Limitations & Future Work¶

3D generative models currently have limited support for complex deformable objects (such as fabric or ropes), meaning digital twins are mostly restricted to rigid objects.
LLM-generated manipulation code might lack precision for high-accuracy tasks (e.g., screw assembly) and may still require manual verification.
Although the sim-to-real gap is mitigated by fine-tuning, it might still fail in scenarios with huge visual domain shifts (e.g., dramatic lighting changes or occlusions).
Future directions include: introducing stronger domain randomization (already explored in RoboTwin 2.0), supporting deformable object manipulation, and integrating Vision-Language-Action (VLA) models.

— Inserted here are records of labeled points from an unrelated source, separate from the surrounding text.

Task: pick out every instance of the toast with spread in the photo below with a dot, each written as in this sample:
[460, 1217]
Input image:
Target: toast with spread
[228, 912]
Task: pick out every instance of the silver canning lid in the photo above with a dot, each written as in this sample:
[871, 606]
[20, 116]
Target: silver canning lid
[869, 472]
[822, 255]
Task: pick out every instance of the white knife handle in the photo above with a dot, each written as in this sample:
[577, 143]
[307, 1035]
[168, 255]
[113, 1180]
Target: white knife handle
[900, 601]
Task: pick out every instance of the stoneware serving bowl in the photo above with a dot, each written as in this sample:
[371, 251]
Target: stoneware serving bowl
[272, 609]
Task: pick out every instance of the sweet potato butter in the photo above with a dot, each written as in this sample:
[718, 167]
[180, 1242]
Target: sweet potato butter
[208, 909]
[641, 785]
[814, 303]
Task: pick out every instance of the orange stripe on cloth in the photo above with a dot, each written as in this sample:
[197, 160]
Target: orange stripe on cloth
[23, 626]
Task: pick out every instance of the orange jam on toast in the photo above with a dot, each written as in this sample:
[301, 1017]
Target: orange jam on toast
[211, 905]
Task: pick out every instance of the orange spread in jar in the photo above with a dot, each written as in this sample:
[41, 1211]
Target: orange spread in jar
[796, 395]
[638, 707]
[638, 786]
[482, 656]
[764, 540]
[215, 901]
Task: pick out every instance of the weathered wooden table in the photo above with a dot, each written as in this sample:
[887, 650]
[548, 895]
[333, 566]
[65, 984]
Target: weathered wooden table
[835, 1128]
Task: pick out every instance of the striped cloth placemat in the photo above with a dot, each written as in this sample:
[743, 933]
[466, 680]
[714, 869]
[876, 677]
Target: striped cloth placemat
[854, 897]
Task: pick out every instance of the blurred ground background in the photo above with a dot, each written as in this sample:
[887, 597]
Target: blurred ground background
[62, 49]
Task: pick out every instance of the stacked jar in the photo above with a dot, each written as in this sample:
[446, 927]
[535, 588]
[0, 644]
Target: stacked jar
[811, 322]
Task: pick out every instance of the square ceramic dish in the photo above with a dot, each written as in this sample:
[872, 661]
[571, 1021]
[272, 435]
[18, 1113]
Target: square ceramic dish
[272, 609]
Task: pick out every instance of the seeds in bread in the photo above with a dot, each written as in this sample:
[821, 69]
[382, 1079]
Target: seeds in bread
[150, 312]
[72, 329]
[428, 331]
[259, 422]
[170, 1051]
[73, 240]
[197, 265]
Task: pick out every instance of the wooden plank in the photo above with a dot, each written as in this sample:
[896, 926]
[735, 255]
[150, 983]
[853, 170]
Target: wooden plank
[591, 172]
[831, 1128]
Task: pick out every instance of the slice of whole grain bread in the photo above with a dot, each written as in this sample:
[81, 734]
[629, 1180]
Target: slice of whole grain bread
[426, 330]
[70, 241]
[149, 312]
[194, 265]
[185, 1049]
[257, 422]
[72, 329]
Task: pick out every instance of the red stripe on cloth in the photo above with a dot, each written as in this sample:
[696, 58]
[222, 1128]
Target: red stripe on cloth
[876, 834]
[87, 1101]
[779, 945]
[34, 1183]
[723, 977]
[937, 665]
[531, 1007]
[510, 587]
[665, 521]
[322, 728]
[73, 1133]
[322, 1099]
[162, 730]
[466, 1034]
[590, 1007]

vs RLBench / VIMA: These benchmarks predominantly focus on single-arm tasks, whereas RoboTwin targets more complex dual-arm collaboration and provides superior object diversity via digital twins.
vs ManiSkill / IsaacGym: These simulation platforms provide general-purpose manipulation environments but lack automated scene generation capabilities. RoboTwin's contribution lies in its end-to-end data generation pipeline.
vs SayCan / Code as Policies: These works also use LLMs for robot task planning and code generation, but RoboTwin places a greater focus on precise spatial relation modeling and the large-scale generation of digital twin data.

Rating¶

Novelty: ⭐⭐⭐⭐ Applying the combination of 3D generation and LLMs to robot data generation is novel, though the individual technologies themselves are not first-of-their-kind.
Experimental Thoroughness: ⭐⭐⭐⭐ Dual validation on both simulation and real-world platforms is compelling, though the ablation studies could be more elaborate.
Writing Quality: ⭐⭐⭐⭐ Structured clearly with intuitive pipeline descriptions, reflecting the high standard of a Highlight paper.
Value: ⭐⭐⭐⭐⭐ The open-source framework and benchmark hold high practical value for the dual-arm robotics community, having already been widely cited and expanded to version 2.0.